Fue recién cuando quiso secarse el sudor de la frente que sintió la sangre espesa deslizándose a lentos borbotones, manchando el escritorio de caoba, los asientos contables, la calculadora, recorriendo los pasillos, los mocasines de los compañeros, bajando los peldaños de las escaleras hasta las avenidas. Tuvo que aflojarse la corbata para alcanzar un poco de aire, inútilmente. De la oficina salía un niño, vio su espaldita alejándose tranquila, y algunas gotas rojas que bajaban del cuchillo que cerraba su mano.
- Mirá lo que hiciste de mí – le dijo uno a otro.
Por otra parte (tal vez):
Un hombre condenado a mirar el mundo con una claridad tan lúcida que éste le resultó intolerable, encaminándolo hacia la muerte.
7.10.05


3.10.05

Tuve que despertarme a horarios hostiles, tuve que vestirme de persona y tuve que pagar cuentas, hacer largas colas, tirarme a un costado de las paredes de las oficinas para dedicarme a la espera sin que mi cuerpo entorpeciera el flujo de la civilización, tuve que discutir tarifas con empleados de telefónicas, tuve que soportar los gestos ensayados de los empleados de las telefónicas, que me parecían muñecos rotos, que me parecía que cuando por las noches se desprendieran de sus trajes y sus zapatos para ir a dormir, con las ropas también se irían sus caras y manos, y ya no quedaría nada de ellos que estuviese vivo, tuve que subir y bajar de colectivos, de subtes, tuve que llevar papeles de un sitio hacia otro, que iniciar trámites lentos que producirán para concluirse, nuevos, infinitos trámites, tuve que decir muchas palabras a mucha gente vestida de gente, palabras huecas y ajenas, y si por acaso me escuchaba hablar a mi mísmo, no lograba reconocer esa voz fútil, en muchos ascensores subí y bajé y en ningún punto me pareció estar llegando a alguna parte. Cuando se me juntaron un par de minutos vacíos, los dejé en un bar, frente a una lágrima tibia y al cuaderno abierto donde ahora escribo estas cosas (aunque entonces no pude escribir nada; tal vez porque mientras lo vivía, el día no me parecía monstruoso). Después tuve que seguir, tuve que hacer cosas parecidas a las que venía haciendo, que insertarme en el medio de la urbanidad (que tiene su centro en todas partes, en cada una de sus partes). Tuve que ser muchas cosas que no tenían nada que ver conmigo. Dislocarme.

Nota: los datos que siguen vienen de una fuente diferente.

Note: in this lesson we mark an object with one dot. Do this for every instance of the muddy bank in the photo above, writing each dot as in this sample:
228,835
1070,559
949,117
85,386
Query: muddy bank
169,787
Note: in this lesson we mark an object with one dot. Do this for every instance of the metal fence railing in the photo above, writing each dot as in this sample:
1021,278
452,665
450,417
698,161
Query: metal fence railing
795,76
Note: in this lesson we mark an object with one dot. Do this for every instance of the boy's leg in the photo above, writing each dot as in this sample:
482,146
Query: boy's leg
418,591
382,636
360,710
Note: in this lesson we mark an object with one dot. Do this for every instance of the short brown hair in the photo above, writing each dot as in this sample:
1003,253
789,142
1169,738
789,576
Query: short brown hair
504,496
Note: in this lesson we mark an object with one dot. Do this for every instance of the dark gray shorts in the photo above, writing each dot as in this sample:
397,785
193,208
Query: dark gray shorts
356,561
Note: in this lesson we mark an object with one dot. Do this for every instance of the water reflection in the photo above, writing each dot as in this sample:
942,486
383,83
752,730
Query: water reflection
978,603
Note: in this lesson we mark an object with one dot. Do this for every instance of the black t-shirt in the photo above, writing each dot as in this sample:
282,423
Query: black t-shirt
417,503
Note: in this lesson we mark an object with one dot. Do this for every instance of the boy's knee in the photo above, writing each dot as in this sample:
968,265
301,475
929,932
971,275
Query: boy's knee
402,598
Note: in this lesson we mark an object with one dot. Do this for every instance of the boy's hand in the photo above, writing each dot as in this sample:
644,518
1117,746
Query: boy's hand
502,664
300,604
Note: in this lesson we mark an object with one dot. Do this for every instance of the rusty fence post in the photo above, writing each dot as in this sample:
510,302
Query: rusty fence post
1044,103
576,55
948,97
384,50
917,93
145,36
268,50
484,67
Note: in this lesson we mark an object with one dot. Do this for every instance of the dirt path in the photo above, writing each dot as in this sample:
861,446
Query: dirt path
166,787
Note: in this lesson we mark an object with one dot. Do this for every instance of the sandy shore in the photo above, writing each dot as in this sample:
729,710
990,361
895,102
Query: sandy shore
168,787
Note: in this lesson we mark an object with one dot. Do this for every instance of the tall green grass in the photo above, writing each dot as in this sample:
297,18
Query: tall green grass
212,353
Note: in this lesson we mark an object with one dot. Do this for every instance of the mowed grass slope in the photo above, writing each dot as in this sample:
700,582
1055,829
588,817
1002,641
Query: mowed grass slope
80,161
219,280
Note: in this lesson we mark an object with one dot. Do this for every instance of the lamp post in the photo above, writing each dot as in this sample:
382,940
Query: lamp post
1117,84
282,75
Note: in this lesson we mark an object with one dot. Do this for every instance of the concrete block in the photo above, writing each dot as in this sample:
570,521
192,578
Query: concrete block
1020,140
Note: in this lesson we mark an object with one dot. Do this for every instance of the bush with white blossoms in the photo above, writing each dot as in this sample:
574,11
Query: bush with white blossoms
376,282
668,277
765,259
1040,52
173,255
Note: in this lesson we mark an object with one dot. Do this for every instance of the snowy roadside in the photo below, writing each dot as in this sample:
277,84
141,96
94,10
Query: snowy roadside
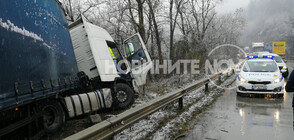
166,122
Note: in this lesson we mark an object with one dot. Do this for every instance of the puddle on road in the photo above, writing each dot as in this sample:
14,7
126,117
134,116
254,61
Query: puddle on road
233,117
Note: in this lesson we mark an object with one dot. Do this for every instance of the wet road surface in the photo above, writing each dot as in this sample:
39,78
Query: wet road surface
242,118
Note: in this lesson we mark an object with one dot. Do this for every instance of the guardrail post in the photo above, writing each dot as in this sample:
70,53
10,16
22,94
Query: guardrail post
181,103
206,87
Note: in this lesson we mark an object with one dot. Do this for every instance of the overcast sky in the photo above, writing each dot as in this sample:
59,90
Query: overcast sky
228,6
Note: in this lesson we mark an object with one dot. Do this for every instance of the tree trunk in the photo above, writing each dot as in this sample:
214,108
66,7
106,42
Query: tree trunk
157,36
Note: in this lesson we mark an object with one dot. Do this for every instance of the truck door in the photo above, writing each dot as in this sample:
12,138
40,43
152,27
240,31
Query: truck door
139,59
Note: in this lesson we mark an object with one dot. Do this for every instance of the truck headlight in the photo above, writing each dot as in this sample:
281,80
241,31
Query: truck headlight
278,80
285,67
241,79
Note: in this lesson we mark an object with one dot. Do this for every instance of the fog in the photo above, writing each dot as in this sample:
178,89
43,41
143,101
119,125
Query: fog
267,21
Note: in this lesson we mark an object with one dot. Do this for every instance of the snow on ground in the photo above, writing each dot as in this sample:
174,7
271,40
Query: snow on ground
146,127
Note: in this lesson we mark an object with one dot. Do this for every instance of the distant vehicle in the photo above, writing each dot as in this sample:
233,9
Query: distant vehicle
50,73
280,62
260,76
279,48
258,47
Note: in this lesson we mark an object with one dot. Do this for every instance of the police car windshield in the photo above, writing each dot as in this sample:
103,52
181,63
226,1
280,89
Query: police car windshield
260,66
278,59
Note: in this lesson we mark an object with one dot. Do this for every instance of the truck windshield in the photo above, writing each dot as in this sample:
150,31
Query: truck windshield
115,53
278,59
260,66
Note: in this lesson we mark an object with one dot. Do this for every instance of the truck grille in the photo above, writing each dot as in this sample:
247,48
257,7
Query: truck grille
262,82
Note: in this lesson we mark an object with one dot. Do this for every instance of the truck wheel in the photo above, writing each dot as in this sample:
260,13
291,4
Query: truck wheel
124,96
53,116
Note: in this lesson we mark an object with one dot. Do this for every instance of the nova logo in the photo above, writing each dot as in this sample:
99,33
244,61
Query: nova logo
278,45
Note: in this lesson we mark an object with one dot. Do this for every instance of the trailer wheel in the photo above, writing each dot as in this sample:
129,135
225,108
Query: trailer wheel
124,96
53,116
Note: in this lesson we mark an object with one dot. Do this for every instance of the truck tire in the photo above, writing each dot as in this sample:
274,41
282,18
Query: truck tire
53,116
124,96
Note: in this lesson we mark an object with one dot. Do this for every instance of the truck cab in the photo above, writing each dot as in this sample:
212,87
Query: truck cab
99,60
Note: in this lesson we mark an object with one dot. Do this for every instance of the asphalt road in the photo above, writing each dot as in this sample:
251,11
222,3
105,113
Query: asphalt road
243,118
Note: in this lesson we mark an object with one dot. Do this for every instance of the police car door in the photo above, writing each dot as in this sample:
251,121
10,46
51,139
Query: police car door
139,59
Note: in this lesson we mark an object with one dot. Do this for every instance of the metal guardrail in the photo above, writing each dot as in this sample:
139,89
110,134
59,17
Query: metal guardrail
107,128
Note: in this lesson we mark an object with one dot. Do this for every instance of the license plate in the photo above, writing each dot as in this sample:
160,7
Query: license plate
259,87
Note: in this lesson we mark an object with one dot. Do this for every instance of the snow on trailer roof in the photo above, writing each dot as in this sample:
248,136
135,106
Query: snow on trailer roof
260,60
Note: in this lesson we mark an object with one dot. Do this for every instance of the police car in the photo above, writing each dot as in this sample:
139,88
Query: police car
280,62
260,76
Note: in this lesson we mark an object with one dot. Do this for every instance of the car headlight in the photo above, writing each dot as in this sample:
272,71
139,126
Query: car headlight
241,79
285,67
278,80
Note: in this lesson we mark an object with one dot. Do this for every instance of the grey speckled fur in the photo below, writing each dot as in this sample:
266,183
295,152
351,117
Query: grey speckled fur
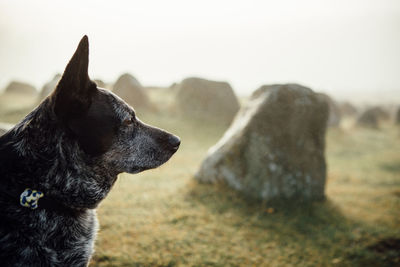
71,147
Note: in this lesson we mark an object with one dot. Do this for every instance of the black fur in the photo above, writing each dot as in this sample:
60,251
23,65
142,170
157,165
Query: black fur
71,147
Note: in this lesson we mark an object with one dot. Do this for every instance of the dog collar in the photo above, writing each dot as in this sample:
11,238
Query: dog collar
29,198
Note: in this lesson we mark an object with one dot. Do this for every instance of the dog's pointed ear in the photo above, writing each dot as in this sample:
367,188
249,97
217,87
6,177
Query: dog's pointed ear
72,96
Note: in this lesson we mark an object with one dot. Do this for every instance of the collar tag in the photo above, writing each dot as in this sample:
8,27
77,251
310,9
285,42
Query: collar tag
29,198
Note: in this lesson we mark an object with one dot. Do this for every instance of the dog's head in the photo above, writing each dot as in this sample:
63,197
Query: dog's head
105,127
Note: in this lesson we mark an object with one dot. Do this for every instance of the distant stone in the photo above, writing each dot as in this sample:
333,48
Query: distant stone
100,83
334,111
274,149
347,109
372,117
20,88
208,100
4,127
129,89
49,87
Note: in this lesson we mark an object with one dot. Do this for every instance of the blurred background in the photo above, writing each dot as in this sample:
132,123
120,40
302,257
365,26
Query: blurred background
148,53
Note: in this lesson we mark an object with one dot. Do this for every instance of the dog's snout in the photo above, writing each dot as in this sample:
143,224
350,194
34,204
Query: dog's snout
174,141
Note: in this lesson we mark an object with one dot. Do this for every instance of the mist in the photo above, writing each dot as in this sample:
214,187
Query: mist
348,49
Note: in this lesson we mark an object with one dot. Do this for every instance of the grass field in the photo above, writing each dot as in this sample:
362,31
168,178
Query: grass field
164,218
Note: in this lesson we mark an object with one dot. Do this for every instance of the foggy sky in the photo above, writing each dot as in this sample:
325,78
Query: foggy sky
349,49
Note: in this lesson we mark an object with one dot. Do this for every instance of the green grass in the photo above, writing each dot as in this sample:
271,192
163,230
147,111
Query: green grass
164,218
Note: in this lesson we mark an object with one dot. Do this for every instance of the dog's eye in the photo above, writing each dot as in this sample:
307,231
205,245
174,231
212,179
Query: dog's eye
129,121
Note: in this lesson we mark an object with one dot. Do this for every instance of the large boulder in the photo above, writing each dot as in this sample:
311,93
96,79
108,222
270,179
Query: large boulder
334,111
49,87
4,127
372,117
22,88
274,149
204,99
129,89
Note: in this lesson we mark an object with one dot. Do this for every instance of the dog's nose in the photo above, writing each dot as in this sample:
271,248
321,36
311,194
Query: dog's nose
174,141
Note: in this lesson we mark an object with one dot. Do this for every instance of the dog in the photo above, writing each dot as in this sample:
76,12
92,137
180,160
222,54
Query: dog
60,162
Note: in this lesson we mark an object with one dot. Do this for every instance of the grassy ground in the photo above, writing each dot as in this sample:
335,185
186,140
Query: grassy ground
163,218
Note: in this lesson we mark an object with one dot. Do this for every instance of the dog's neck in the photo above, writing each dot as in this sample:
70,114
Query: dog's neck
51,162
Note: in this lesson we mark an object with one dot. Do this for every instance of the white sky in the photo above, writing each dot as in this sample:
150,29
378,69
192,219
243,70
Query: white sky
345,48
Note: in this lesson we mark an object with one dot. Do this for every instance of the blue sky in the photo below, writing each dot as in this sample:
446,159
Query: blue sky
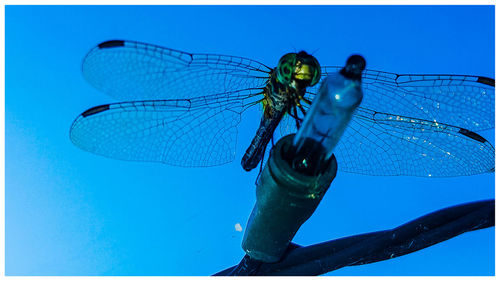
70,212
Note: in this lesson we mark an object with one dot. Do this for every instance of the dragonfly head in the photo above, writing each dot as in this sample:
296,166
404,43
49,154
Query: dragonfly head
298,70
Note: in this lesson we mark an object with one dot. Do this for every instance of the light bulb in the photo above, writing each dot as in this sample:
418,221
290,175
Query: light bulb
332,108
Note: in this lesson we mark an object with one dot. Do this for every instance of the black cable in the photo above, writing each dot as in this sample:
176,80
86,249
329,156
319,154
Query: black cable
372,247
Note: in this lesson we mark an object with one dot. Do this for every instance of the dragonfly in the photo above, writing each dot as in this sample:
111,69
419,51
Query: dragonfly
183,109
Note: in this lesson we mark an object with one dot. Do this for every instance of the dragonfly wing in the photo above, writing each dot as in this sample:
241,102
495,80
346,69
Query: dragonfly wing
385,144
129,70
462,100
196,132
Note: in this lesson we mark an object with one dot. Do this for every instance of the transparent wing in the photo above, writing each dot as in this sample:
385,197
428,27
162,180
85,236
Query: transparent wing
385,144
196,132
129,70
461,100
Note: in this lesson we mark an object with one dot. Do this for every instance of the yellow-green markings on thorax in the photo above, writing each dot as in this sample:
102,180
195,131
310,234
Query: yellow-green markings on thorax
295,72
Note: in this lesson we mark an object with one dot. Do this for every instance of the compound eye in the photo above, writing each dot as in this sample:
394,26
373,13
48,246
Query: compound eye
285,68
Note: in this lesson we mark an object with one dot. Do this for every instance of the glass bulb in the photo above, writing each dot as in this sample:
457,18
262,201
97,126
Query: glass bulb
337,99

De esa materia está hecha la normalidad. Pude cumplir con ese vaivén urbano sin demasiada torpeza, y hasta incluso mis pasos tenían de cuando en cuando, si no les prestaba atención, la firmeza de quién está yendo a un lado preciso, de quién tiene una razón severa para moverse o es esperado en algún lugar. Cosas así dan la apariencia de una vida justificada. La velocidad que requerí para participar de ese mundo abolió todo contacto con la reflexión. Lejos de mí, pude hacer esas cosas. Pero de haberme visto, me hubiese aterrado.
Cuando el día pasó, sin dejar nada excepto mi cuerpo cansado, y pude sentir en un instante diminuto de la oscuridad de mi habitación todos mis movimientos y gestos diurnos de una sola vez, solamente pude preguntarme: ¿en qué momento fue que yo me volví real?